Setiap karya sastra mempunyai ide atau dasar cerita. Selanjutnya berdasarkan ide atau dasar tersebutlah sebuah cerita disusun. Ide atau dasar cerita disebut tema. Tema merupakan persoalan yang diungkapkan dalam sebuah cipta sastra (Esten, 1987: 22). Tema dapat berupa masalah yang menjadi pokok pembicaraan atau yang menjadi inti topik dalam suatu pembahasan (Kusdiratin, 1985: 59). Tema dapat juga disebut sebagai gagasan yang mendasari karya sastra (Sudjiman, 1988: 51). Di sisi lain, Aminuddin (1987: 91) mengatakan bahwa tema adalah ide yang mendasari suatu cerita sehingga berperanan juga sebagai pangkal tolak pengarang dalam memaparkan karyanya.

Jalinan antara persoalan-persoalan dalam sebuah karya sastra disusun dengan suatu jalinan peristiwa yang diseleksi dan diatur dalam waktu. Jalinan peristiwa ini dapat dikatakan sebagai alur atau plot.

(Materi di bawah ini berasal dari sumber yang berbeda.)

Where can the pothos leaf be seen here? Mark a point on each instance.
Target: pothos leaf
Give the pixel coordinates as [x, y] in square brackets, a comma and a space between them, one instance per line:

Alur dalam sebuah cerita secara umum dibagi ke dalam tiga bagian, Yaitu bagian awal (eksposisi), bagian tengah

(4)

(komplikasi), dan bagian akhir (resolusi). Bagian awal dapat dibagi lagi ke dalam tiga subbagian, yaitu paparan (exposition), rangsangan (inciting moment), dan gawatan (rising action). Bagian tengah dibagi lagi ke dalam tiga subbagian yaitu pertikaian (conlict), perumitan (complication), dan klimaks. Bagian akhir sebuah alur dapat dibagi lagi ke dalam dua subbagian, yaitu peleraiaan (falling action) dan penyelesaian (denoument) (Sudjiman, 1988: 30).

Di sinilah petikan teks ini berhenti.